Policymakers: The BioDAR outputs will allow for a new wave of evidence-based environmental policy by facilitating the evaluation of landscape-scale modifications. These might include evaluations based on our own analyses: the building of new towns, part-night street lighting schemes for energy saving, or the implementation of agri-environment schemes that are designed to help nature thrive alongside agricultural productivity [ST]. Additional analyses could be conducted to evaluate the implementation of bans on pesticides or herbicides, the introduction of genetically modified crops, or invasive species [MT]. Current monitoring of such events is limited severely by cost and logistics, but BioDAR will provide a dataset that is regularly updated and that can be investigated using open science pipelines provided at very low cost [MT,LT].

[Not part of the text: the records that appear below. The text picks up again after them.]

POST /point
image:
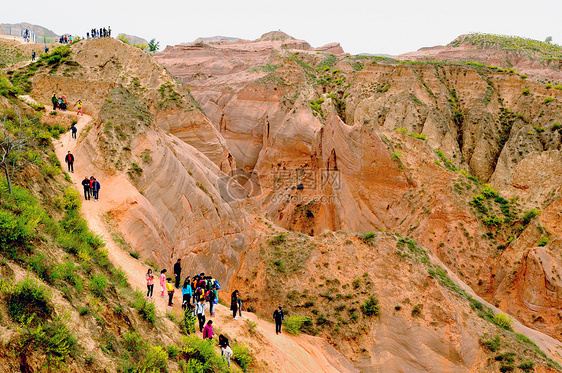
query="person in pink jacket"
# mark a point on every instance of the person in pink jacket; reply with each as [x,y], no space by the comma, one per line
[208,330]
[163,282]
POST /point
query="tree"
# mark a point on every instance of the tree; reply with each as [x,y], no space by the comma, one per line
[153,45]
[16,147]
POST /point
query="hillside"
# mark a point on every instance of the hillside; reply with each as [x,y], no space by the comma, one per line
[538,59]
[392,208]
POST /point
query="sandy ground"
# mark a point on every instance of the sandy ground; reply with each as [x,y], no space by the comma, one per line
[281,353]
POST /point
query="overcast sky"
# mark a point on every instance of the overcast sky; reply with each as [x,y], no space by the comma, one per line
[361,26]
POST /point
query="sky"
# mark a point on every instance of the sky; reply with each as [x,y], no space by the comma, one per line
[360,26]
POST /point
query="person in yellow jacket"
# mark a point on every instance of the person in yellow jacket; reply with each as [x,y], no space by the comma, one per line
[170,289]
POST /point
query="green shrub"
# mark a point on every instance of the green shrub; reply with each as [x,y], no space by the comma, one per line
[53,338]
[242,356]
[155,361]
[493,344]
[502,320]
[368,237]
[371,306]
[98,283]
[527,366]
[277,240]
[201,356]
[146,309]
[296,323]
[543,241]
[29,299]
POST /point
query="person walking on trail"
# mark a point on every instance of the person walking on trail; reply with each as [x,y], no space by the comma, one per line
[200,313]
[170,289]
[163,282]
[278,317]
[69,158]
[226,351]
[55,101]
[234,304]
[186,293]
[96,189]
[211,296]
[208,332]
[73,129]
[149,284]
[86,185]
[177,273]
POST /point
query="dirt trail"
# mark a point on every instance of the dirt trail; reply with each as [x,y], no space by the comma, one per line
[281,353]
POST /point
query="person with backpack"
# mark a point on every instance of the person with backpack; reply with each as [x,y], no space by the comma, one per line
[73,129]
[170,289]
[163,281]
[226,351]
[177,273]
[54,99]
[149,284]
[186,293]
[211,297]
[278,317]
[86,185]
[208,332]
[200,313]
[69,158]
[96,189]
[234,304]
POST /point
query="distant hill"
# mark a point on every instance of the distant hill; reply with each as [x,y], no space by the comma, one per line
[134,39]
[215,39]
[16,27]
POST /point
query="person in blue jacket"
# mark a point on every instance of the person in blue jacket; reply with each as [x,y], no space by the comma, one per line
[96,189]
[187,293]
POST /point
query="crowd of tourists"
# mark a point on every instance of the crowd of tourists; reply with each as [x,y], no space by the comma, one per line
[99,33]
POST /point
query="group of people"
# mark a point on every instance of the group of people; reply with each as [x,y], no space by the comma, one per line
[91,188]
[58,102]
[65,39]
[99,33]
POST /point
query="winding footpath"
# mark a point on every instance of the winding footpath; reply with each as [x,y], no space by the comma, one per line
[280,353]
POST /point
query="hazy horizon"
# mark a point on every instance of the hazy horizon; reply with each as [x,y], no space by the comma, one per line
[359,26]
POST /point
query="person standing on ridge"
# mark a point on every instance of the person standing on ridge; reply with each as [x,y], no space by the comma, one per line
[86,185]
[73,129]
[234,304]
[54,100]
[69,158]
[163,282]
[226,351]
[200,312]
[278,317]
[208,332]
[177,273]
[149,284]
[170,289]
[96,189]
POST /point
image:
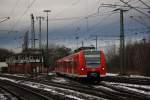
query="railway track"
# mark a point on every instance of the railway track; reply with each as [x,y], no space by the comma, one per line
[22,92]
[127,93]
[124,79]
[105,91]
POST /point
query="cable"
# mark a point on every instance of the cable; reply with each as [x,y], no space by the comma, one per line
[144,4]
[132,17]
[135,8]
[13,9]
[29,6]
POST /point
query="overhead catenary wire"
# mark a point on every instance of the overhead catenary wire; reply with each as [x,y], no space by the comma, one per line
[145,25]
[144,4]
[135,8]
[29,6]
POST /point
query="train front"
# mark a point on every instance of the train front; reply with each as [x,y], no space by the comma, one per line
[93,64]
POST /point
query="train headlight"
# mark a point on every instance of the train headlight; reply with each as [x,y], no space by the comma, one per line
[82,69]
[103,68]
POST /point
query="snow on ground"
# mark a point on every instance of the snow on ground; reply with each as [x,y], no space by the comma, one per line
[112,74]
[61,91]
[51,73]
[139,76]
[2,97]
[11,80]
[59,80]
[128,87]
[17,75]
[102,87]
[56,90]
[132,76]
[6,96]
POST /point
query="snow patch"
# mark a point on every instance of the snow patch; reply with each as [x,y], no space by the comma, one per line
[112,74]
[59,80]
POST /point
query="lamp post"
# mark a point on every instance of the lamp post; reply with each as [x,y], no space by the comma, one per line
[47,11]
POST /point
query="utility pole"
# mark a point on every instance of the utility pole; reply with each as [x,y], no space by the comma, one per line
[96,42]
[122,43]
[96,37]
[47,11]
[82,44]
[32,32]
[40,18]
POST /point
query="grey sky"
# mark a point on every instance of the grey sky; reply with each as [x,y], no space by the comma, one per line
[66,20]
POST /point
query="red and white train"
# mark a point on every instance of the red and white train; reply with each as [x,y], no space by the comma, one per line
[83,64]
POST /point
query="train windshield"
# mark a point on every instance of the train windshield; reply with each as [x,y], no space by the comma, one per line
[92,58]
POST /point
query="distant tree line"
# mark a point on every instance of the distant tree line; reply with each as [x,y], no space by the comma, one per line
[137,59]
[55,52]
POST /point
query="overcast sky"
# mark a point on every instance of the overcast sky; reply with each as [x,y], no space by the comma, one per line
[69,19]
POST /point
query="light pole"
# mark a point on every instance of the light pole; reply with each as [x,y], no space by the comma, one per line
[47,11]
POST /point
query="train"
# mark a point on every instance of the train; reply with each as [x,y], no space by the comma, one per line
[85,64]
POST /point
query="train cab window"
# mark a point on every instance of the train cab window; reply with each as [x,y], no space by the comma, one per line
[92,58]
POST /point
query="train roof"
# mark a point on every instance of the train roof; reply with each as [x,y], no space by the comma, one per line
[85,48]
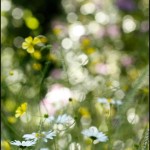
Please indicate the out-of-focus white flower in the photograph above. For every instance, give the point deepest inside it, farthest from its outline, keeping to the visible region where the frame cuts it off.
(43, 135)
(95, 135)
(65, 120)
(23, 143)
(109, 101)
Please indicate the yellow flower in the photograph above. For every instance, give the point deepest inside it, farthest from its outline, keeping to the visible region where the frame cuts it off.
(29, 43)
(21, 110)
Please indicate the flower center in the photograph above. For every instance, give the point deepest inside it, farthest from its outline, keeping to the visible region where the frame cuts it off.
(39, 135)
(22, 147)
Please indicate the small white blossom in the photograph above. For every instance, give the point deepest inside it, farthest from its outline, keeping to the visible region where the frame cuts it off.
(43, 135)
(95, 135)
(109, 101)
(23, 143)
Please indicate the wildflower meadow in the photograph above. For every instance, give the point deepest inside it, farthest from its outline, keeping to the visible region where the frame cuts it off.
(74, 75)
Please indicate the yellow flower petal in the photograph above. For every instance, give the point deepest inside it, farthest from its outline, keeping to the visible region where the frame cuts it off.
(36, 40)
(29, 39)
(30, 49)
(25, 45)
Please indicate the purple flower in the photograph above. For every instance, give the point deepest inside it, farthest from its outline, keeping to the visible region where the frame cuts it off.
(127, 5)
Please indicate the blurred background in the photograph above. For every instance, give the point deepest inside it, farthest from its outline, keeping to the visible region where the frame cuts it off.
(98, 49)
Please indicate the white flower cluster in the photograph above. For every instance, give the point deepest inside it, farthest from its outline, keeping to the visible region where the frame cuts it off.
(31, 139)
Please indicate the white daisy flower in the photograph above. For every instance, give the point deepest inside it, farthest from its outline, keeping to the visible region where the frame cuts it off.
(23, 144)
(65, 120)
(43, 135)
(95, 135)
(109, 101)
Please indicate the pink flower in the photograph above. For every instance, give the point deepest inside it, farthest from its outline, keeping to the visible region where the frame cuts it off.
(102, 69)
(56, 98)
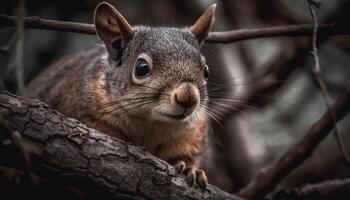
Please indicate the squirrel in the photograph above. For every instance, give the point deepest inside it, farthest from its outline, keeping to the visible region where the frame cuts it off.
(145, 85)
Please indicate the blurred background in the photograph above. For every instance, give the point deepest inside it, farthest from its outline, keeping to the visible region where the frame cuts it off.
(273, 119)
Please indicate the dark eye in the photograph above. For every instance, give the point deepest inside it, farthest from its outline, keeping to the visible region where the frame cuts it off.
(142, 68)
(206, 71)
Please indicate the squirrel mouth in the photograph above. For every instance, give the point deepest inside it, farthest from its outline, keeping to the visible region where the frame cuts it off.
(176, 116)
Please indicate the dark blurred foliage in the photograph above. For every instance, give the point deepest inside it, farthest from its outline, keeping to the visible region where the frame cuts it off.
(253, 138)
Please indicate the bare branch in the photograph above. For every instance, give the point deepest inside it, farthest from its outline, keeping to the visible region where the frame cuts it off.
(319, 77)
(330, 189)
(77, 155)
(266, 180)
(214, 37)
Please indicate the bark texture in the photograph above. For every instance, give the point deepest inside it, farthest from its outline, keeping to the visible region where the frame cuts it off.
(102, 166)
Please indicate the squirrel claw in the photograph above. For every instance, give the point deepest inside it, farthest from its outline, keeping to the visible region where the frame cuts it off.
(180, 166)
(192, 174)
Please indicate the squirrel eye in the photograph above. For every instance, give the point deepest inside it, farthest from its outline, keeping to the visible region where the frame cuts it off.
(206, 71)
(142, 68)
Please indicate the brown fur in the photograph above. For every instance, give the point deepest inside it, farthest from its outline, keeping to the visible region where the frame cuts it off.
(92, 87)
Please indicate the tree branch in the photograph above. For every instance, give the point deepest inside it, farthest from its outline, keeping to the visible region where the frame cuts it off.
(214, 37)
(101, 166)
(266, 180)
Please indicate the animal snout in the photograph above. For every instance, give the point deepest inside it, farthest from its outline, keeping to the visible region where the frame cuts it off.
(186, 96)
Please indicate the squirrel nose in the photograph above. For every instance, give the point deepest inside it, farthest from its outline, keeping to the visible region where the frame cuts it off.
(185, 101)
(186, 96)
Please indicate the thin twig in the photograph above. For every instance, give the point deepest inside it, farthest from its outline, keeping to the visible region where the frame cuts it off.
(266, 180)
(214, 37)
(329, 189)
(320, 80)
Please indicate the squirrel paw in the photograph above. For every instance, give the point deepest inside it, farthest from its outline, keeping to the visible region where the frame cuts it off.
(192, 175)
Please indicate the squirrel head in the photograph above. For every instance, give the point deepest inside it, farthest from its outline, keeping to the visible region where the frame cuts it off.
(155, 73)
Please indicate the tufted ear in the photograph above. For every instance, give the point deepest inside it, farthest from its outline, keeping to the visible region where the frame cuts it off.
(204, 24)
(112, 28)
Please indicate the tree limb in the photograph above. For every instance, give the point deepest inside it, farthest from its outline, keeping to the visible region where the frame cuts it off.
(214, 37)
(102, 166)
(330, 189)
(266, 180)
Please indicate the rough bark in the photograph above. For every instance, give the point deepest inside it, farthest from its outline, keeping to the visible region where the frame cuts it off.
(102, 166)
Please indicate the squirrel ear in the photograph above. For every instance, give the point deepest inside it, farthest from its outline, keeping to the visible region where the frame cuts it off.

Conservation charities: Evidencing a need for conservation action, particularly of invertebrates, is a challenge for conservation NGOs that have limited resources. Despite the presence of a large number of monitoring schemes, few provide standardised data on trends in abundance and diversity. During the project, the BioDAR data will provide a general dataset of regular invertebrate monitoring that can be used to argue for overall trends in biodiversity and biomass that might be indicative of wider conservation issues. By testing for correlations between their own recording networks and the BioDAR trends data, NGOs may be able to supplement their own monitoring [MT].

Training for non-academic partners: Partners involved in the project come from the two sides of the interdisciplinary divide: radar physics and ecology. The Met Office is a Government agency that is managed by the UK Department of Business, Energy and Industrial Strategy (BEIS), while responsibility for environmental management falls to the Department for the Environment, Food and Rural Affairs. Through online training in the processes and mechanisms of the BioDAR project, we will facilitate interdepartmental collaboration. We will also disseminate training in the interpretation of radar data to conservation NGOs. All training will be developed through online courses with in-person training at project workshops [ST].

General public: Public engagement with the 2017 story of a 75% decline in insect abundance over a 26-year period in Germany (>430k views, >1,700 social media shares of the original paper) demonstrates the interest in national and international conservation. Through our open data portal, the general public will have direct access to the datasets that underlie the BioDAR project. They will be able to view their local area and interrogate the dataset to understand more about their environment [ST].